We shall never know exactly who wanted to overthrow Saddam Hussein and invade Iraq. But we have the body counts: hundreds of thousand of Iraqi dead and the 5,000 or so Americans.


Is it inconceivable that the Mafia-like combination of commercial interests and hegemonic families of the Middle East and West conspired to arrange that someone pick some disgruntled, Arab ghetto youths in France, put weapons in their hands and direct their rage against "innocent" satirists?

This, I contend, is what happened.

Some people stand to benefit from killings, persecution, more or less contained but permanent regional wars that make the supply of the world's largest reserves of oil unstable. The U.S. withdrawal from Afghanistan and Iraq, the "Arab Spring" and the decimation of the leadership of Al Qaeda were bringing to a close the so-called "war" against "terrorism."

Even the price of oil was dropping to levels seen when prosperity was shared somewhat more equitably. Peace was budding.

Can't have that, can we? Next to oil, war is one of the most profitable businesses.
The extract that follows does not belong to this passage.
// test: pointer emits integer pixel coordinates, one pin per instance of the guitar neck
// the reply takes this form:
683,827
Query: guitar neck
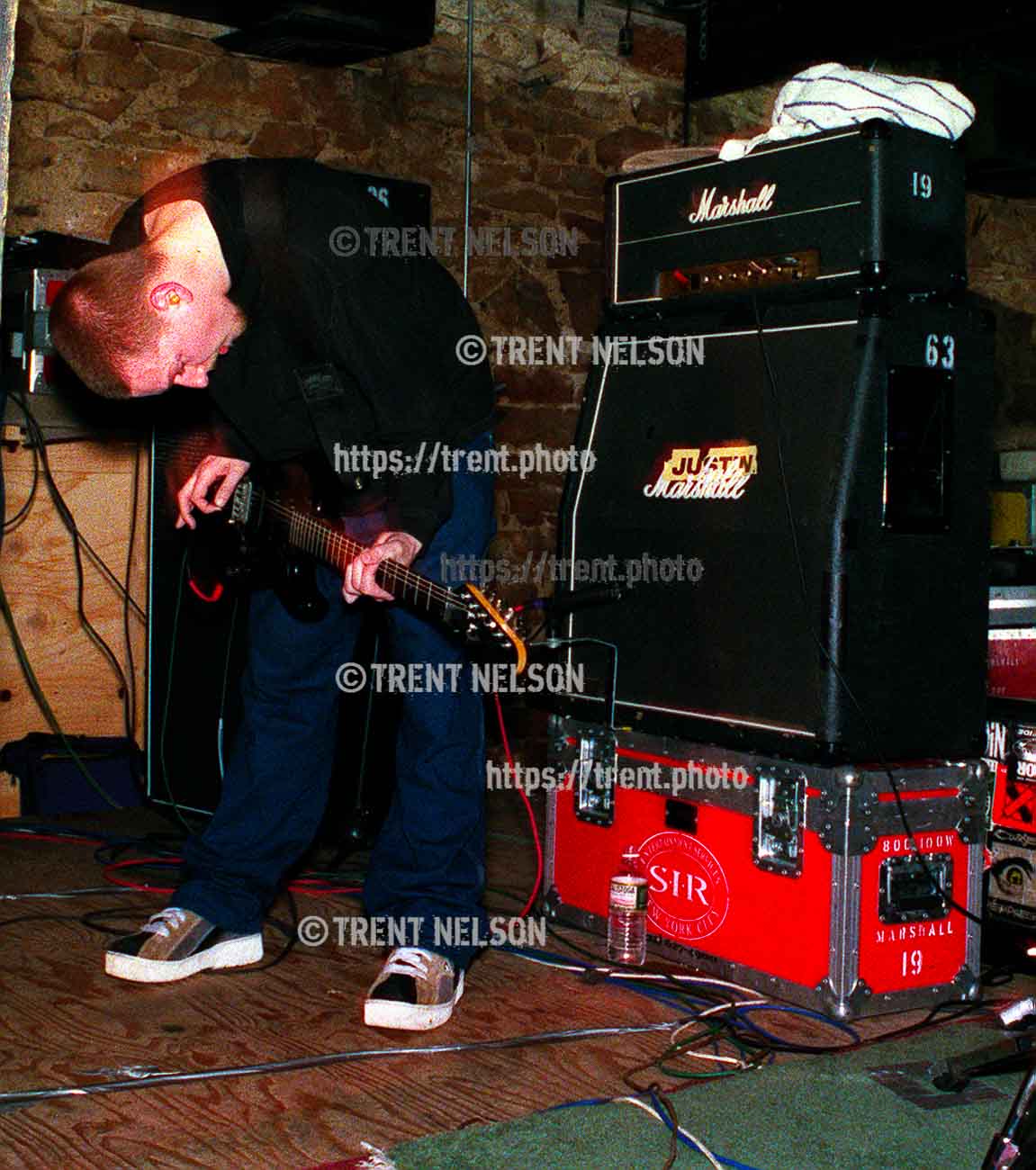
320,538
All the rest, the noise on TV, radio and the newspapers, is merely a smokescreen meant to distract the populace, us, back into fearful social compliance. 

1 comment:

Andy said...

I have to disagree with you here. The price of oil was falling because Saudi Arabia refused to cut production. They want the price of oil to fall.

The falling price means that fracking becomes expensive. Once most of the fracking companies have gone, then Saudi Arabia has more control over the price of oil. I have read that SA can stand a low price for oil for up to 2 years, giving enough time to put all the fracking companies out of business.

So, maybe there's another reason for the killings? Maybe there's someone else who benefits?

(I agree with the premise that "Who benefits?" is the question to ask, btw.)